Tu hai anche la passione della fotografia naturalistica, quali immagini di Sciacca hai voluto descrivere nel libro e quale valenza hanno nel contesto? Sono solo lo sfondo naturale delle vicende dei protagonisti o la natura, ed il mare, in particolare, assumono un ruolo attivo o quanto meno metaforico?
Senza la mia visita a Sciacca non ci sarebbe stato il romanzo. Come dicevo prima è stata la cornice perfetta e la scintilla giusta, in essa ho trovato il giusto intreccio tra passato e presente che volevo raccontare. Una sera, affacciato sulla terrazza della piazza principale di Sciacca, ho realizzato che la storia dei 13.000 bambini era partita oltre quell’orizzonte che avevo proprio di fronte a me, l’Africa italiana era proprio lì. Guardando il mare da quella terrazza la storia ha preso forma come in un film e tutto mi è diventato immediatamente più chiaro. Il presente invece racconta la vivacità del borgo siciliano, la buona cucina, i dolciumi e il suo paesaggio fatto di mare e monti. A questo poi si aggiungono le bellezze naturalistiche, il fenicottero in volo raffigurato nella copertina del libro è stato da me fotografato dalla spiaggia, penso che contribuisca a raccontare quanto ancora di selvaggio ci sia in quei luoghi. Come vedi si ritorna alla domanda precedente, nello scrivere un romanzo lo scrittore prima di tutto descrive se stesso e le proprie debolezze.
Quali sono state le reazioni del pubblico alle presentazioni del tuo libro? Hai notato interesse, stupore o disappunto nei confronti della vicenda narrata?
Nelle mie presentazioni temevo di non essere creduto per quanto fosse assurda questa storia.
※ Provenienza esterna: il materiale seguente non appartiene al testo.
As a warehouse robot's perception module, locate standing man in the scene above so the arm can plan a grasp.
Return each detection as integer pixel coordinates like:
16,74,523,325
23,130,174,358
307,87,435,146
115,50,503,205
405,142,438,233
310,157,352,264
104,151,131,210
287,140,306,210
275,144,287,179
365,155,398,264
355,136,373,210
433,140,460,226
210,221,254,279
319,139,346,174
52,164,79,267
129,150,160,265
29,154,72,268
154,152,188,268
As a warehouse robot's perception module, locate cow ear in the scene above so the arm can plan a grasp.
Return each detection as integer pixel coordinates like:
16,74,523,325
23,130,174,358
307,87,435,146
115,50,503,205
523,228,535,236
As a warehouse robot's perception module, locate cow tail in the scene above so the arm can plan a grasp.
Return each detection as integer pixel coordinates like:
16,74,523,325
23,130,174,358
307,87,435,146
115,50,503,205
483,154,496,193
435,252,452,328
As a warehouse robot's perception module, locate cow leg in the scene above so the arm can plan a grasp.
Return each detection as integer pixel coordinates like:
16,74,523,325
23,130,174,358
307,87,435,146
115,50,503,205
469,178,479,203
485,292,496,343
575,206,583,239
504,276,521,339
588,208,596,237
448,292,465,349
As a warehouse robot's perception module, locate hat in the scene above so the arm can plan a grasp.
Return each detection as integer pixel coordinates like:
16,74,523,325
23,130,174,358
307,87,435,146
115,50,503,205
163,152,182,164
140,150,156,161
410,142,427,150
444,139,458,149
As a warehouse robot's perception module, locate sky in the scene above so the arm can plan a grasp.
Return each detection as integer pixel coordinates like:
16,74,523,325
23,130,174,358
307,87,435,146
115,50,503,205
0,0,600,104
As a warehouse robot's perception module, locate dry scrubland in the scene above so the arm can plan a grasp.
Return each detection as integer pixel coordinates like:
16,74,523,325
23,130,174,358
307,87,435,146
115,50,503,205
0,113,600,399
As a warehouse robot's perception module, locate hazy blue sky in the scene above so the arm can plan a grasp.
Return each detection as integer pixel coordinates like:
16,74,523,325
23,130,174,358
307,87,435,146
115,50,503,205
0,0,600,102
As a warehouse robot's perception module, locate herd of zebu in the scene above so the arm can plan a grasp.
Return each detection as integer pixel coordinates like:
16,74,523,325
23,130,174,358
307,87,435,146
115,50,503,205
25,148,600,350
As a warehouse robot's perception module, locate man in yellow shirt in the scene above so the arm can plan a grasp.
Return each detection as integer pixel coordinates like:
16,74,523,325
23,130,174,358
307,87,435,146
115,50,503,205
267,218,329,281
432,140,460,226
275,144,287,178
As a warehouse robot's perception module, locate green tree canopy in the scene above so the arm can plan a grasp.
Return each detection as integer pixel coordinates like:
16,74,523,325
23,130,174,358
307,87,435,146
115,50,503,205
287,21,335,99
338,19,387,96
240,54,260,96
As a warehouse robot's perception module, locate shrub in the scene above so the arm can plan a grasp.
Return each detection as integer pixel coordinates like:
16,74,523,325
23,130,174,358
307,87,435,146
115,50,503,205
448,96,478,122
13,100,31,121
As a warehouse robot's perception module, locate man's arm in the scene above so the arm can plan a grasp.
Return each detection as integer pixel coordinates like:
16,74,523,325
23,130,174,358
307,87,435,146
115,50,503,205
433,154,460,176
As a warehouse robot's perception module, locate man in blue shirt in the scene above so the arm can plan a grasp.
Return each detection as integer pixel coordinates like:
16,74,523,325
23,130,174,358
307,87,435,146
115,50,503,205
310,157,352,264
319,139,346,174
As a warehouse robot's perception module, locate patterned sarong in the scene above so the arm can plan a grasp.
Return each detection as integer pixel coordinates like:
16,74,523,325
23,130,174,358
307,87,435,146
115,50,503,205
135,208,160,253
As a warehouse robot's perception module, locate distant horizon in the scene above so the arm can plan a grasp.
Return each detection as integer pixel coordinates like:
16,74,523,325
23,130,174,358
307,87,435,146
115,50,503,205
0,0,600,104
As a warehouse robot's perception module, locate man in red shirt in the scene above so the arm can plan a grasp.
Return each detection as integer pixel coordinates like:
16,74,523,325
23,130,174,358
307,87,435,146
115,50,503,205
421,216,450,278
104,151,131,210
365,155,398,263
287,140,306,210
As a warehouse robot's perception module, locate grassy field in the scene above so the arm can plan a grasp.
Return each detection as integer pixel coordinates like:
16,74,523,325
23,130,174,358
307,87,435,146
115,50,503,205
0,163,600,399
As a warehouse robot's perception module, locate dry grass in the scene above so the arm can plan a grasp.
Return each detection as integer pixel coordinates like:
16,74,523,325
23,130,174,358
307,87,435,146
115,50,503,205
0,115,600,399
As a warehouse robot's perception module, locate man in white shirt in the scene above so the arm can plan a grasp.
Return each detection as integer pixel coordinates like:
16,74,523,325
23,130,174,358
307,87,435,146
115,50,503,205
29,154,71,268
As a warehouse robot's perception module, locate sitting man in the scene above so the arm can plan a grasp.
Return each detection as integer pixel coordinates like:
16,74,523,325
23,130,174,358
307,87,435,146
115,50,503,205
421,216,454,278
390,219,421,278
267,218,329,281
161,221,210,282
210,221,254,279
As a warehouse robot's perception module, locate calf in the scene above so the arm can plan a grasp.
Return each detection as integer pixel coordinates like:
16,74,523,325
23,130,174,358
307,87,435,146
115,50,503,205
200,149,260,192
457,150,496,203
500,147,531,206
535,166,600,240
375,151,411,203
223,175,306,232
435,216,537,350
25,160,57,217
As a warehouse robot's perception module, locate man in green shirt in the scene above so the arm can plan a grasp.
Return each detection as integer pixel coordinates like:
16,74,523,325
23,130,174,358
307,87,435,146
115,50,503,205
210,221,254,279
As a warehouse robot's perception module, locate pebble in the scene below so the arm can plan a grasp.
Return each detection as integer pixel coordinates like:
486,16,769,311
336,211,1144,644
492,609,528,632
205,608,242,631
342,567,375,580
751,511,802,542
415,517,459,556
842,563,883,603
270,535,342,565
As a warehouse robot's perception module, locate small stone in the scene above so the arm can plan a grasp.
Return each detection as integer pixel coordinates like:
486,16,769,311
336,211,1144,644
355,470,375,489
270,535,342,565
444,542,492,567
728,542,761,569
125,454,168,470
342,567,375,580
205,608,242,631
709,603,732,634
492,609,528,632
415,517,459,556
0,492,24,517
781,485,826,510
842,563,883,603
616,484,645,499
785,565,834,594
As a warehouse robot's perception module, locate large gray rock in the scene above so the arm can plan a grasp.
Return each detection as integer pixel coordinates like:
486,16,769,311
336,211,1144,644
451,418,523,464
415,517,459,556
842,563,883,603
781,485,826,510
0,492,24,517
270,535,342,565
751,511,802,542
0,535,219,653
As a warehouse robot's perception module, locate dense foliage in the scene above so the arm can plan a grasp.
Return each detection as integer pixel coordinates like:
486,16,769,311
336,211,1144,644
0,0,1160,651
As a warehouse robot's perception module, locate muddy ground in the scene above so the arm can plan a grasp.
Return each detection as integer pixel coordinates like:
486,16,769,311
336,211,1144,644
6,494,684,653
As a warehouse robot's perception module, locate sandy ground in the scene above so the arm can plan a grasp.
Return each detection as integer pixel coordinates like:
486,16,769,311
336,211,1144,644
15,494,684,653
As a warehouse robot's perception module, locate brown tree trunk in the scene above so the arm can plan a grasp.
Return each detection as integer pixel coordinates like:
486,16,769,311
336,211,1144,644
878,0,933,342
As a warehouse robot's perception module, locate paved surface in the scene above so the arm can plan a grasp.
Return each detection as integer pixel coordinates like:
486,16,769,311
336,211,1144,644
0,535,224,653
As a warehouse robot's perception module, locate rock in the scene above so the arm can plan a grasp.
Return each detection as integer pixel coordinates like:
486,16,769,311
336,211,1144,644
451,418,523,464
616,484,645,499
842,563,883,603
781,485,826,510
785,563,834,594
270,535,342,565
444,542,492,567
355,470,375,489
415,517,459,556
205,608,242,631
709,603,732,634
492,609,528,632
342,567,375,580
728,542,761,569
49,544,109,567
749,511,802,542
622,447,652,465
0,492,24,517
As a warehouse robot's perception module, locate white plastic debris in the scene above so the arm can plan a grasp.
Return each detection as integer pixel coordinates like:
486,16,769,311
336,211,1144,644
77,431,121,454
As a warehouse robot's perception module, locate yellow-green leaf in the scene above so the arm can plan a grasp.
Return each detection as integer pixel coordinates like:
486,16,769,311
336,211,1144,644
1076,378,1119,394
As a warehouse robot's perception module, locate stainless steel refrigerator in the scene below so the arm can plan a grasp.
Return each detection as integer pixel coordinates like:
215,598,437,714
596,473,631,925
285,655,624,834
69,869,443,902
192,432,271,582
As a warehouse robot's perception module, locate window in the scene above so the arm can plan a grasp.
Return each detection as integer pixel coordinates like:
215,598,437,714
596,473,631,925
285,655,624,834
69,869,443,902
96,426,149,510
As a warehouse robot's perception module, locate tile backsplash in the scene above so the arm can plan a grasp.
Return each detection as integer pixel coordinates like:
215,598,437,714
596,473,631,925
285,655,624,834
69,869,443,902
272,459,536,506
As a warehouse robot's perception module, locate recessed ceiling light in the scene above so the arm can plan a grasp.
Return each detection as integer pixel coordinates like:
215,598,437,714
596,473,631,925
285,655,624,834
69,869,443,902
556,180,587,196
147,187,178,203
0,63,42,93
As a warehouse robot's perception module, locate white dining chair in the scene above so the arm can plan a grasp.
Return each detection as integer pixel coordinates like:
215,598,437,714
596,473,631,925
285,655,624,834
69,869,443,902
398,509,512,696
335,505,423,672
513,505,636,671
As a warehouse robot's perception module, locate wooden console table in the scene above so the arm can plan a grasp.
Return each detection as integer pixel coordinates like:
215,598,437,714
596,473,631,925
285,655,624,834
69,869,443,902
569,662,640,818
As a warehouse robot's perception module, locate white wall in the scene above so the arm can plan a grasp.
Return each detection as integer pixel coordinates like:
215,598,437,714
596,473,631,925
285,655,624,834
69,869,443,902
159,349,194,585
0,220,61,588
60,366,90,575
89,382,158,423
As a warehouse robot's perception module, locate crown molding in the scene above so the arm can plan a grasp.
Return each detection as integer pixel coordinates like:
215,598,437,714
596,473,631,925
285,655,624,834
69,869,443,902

A supporto di ciò ho fatto proiettare in sala dei vecchi filmati di propaganda fascista dell’Istituto Luce nei quali si vedono questi bambini delle colonie durante le loro attività mentre eseguono marce militari, salutano la statua del duce ogni volta che la incrociano, fanno l’alzabandiera e l’ammainabandiera e altre attività ancora. Addirittura, in una parte del filmato si vede anche una nave carica di questi bambini festanti, illusi di andare in vacanza, in procinto di salpare da Tripoli. Ovviamente si tratta di materiale di propaganda e quindi mostra solo il lato per così dire piacevole della storia. Al termine della presentazione mi piace interloquire col pubblico, fino ad ora non ho mai trovato qualcuno che conoscesse già la storia, il sentimento che ho visto prevalente è lo stupore.